To answer your question better, please revert with the answer to the following questions.
1. How did you check the log file?
2. How did you run the job?
1. When I made some basic tests. I got two files one with the output and another with errors.
2. I run the job using `qsub myjob` utility
Here my steps:
1. I used this instruction to open the terminal: Using Jupyter Notebook* Terminal Console | Intel® Software
- Created conda environment.
- activated environment.
- Installed some libraries
- created file "myjob" with this lines:
#PBS -l nodes=1
echo Starting calculation
source activate iMaterialist
echo End of calculation
- executed `qsub myjob` from the terminal
- started training job with number xxxxx.c00x
- It ran for certain hours.
3. The job stopped suddenly and I don't get any information about the process.
4. My model saves a basic log and it shows me it was on the epoch 14/189 way far to the end.

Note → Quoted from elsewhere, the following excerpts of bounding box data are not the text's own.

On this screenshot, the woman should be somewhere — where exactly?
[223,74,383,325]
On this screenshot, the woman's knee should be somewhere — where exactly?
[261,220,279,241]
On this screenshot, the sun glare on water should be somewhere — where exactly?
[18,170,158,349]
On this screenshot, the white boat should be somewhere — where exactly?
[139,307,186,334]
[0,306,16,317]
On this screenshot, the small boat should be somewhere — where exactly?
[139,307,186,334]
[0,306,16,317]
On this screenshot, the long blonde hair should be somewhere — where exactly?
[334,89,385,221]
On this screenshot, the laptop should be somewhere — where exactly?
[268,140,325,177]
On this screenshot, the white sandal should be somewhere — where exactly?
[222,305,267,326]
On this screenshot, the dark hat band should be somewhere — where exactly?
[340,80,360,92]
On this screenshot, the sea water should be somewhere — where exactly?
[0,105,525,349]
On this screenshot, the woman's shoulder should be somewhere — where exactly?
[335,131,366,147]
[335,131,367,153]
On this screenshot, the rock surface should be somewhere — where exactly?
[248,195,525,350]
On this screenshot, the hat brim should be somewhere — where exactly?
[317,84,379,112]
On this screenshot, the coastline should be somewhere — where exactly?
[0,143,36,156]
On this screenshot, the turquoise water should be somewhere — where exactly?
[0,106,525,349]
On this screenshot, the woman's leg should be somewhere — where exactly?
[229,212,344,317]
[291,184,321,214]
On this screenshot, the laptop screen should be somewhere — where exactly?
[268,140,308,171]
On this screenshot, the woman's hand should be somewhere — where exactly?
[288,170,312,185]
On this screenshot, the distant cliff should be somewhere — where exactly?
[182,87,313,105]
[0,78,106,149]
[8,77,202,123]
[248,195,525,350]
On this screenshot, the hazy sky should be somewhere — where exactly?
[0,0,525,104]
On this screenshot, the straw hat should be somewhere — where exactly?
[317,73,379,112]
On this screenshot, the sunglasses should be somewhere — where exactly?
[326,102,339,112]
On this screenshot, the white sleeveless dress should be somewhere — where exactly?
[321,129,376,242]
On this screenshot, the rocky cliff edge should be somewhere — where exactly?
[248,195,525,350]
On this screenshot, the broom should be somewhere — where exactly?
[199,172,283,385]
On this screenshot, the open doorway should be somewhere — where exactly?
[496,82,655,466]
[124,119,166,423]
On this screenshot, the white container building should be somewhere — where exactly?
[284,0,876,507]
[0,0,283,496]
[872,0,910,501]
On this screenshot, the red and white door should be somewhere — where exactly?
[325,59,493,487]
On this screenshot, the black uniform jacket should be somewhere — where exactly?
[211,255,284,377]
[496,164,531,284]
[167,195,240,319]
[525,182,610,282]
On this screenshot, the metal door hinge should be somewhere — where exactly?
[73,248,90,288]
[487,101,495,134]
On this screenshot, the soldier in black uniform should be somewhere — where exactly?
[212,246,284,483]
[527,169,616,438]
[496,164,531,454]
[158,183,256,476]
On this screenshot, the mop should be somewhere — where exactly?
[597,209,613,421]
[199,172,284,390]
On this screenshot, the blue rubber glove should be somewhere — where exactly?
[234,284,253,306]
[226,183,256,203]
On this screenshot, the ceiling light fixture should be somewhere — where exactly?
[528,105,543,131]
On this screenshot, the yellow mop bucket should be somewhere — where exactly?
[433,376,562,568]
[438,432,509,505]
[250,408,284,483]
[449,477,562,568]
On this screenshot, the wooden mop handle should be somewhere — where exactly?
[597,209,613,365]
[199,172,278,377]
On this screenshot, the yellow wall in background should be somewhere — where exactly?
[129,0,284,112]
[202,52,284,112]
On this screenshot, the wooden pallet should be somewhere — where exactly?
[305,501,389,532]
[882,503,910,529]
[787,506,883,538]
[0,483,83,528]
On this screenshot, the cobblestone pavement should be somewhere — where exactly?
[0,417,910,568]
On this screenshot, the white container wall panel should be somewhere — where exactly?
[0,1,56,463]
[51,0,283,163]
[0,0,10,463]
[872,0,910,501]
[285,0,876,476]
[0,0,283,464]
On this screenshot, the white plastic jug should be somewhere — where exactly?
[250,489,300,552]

I am thinking now it has to be with the `
walltime` but I am confuse in how do I increase this time or which is the best configuration for it? I am just getting a couple hours :/ I would like to have the max 24h
The answers to each of the problems mentioned is given below:
1. When I executed the command qstat -f XXXXX it gave me: stat: Unknown Job Id Error XXXXX.c00X
Reply: qstat -f XXXXX command works only when the job is running
2. I would like to have the max 24 hours
Reply: Please use Putty/Linux ssh terminal instead of Jupyter notebook terminal and then give the following #PBS setting in the job file #PBS –l walltime=24:00:00
3. Not able to see output & error files
Reply: Please let us know if you face these issues with Putty/Linux ssh terminal.
Please note that you could see the output and error file only after the job is completed. While the job is running, use qpeek command to see the logs.